The use of the word “guy” to refer to a man came to Britain from the US in the 1950s, but its origins are far from clear

Image: The New European

I remember rather clearly, when we first heard about the American musical Guys and Dolls being premiered in London in 1953, that I had absolutely no idea what “guys and dolls” might mean. I was nine at the time and had no interest in American musicals, so did not bother to ask.

By the 1960s, however, we all knew what guys meant. The colloquial usage of guy to refer to a man or a boy had still not penetrated into everyday British speech, but we understood that Americans used the word in this way. We ourselves would normally say bloke or, if we were rather more upper-class, chap. Never guy.
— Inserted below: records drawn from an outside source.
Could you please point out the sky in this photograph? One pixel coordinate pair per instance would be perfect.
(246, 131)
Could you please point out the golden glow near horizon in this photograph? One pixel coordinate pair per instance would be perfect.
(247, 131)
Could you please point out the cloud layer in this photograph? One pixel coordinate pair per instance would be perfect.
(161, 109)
These days, guy “male person” has become very common indeed in Britain and, in a further development, the plural form guys as used by younger people is no longer sex-specific, referring to women and girls as well. In fact, the phrase “you guys” is now very usefully taking over the job of the second-person plural pronoun, helping us to avoid the confusion potentially caused by the fact that in most modern dialects of English, “you” is inconveniently ambiguous as to whether its is singular or plural.
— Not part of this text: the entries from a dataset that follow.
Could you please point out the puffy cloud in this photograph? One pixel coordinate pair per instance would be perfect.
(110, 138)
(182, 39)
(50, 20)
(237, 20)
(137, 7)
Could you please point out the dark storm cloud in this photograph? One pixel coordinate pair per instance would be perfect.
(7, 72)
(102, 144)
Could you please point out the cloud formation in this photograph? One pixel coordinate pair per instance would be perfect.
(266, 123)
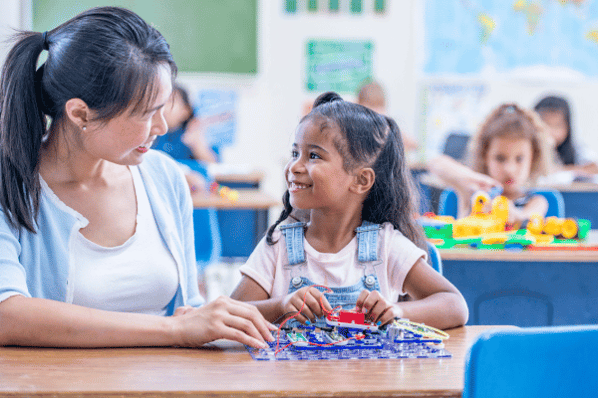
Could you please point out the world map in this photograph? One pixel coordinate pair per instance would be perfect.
(481, 36)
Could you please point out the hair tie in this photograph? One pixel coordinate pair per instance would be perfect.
(45, 45)
(510, 109)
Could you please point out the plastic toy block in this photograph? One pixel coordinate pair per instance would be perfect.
(350, 319)
(440, 232)
(394, 342)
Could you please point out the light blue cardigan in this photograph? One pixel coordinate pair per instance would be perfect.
(41, 264)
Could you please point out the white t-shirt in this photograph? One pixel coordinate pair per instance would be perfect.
(138, 276)
(268, 265)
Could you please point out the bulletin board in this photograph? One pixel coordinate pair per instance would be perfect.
(340, 66)
(204, 35)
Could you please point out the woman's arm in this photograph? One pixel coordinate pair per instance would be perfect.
(48, 323)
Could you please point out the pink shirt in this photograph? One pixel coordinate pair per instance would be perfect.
(268, 265)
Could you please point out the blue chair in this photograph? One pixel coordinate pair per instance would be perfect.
(434, 258)
(208, 244)
(448, 204)
(455, 145)
(533, 362)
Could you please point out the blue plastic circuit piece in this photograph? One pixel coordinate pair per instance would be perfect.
(343, 343)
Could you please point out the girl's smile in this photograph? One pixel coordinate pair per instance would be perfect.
(315, 174)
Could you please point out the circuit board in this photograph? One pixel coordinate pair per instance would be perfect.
(345, 343)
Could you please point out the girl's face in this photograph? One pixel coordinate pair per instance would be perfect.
(315, 175)
(509, 161)
(125, 138)
(557, 125)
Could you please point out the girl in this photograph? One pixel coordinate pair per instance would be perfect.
(510, 148)
(556, 114)
(96, 244)
(348, 170)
But where did this usage of the word guy come from? The first instances known to the Oxford English Dictionary are from the USA, from the 1850s. The dictionary’s best guess is that it had originally meant “a strange-looking man”, a reference to the grotesque effigies of Guy Fawkes traditionally mocked and burnt on bonfires on November 5th to celebrate of the foiling of the Gunpowder Plot of 1605. The verb to guy, meaning “to ridicule or deride somebody”, also first appeared in the 1850s.

The November 5th celebrations were exported to some of the British colonies around the world and the occasion is still celebrated in New Zealand, among other places. But they seem to have ceased to be customary in the USA after American independence was achieved in 1776.

This raises the question of how and why America was the place where the colloquial usage of guy “man” first became established. If Americans had not been burning effigies of Guy Fawkes for 70 years, how did it happen that Fawkes’s name first morphed into signifying “strange man” and then just “man” in America in the 1850s?

It is perfectly possible that this is simply what indeed happened over the course of those years. But it has been pointed out that the fact that the locus of this development was in the USA could also be due to the fact that the word guy made its way into English, not only from the male given name Guy, but also from the Wolof word gaa “fellows, people”.

Wolof, as noted in these columns before, is an important West African language of Senegal. The tragic Senegalese island of Goree was a centre of the slave-trade for over 300 years, and the Wolof language was undoubtedly taken across the Atlantic from there during this time.

A number of West African words certainly did make it into American English via this route. Phoney “false, sham” first appeared in American English in the 1800s and has been argued to come from Mandingo foni “false”. Mandingo is another language spoken in Senegal.

DOLL

Just as people named Harry could be known familiarly as Hal, women called Sarah got the pet name Sal, and Mary received the affectionate appellation Moll, so a Dorothy could be called Doll. This pet name came to be used, first, as a word for a mistress and then, from around 1700, a child’s toy baby.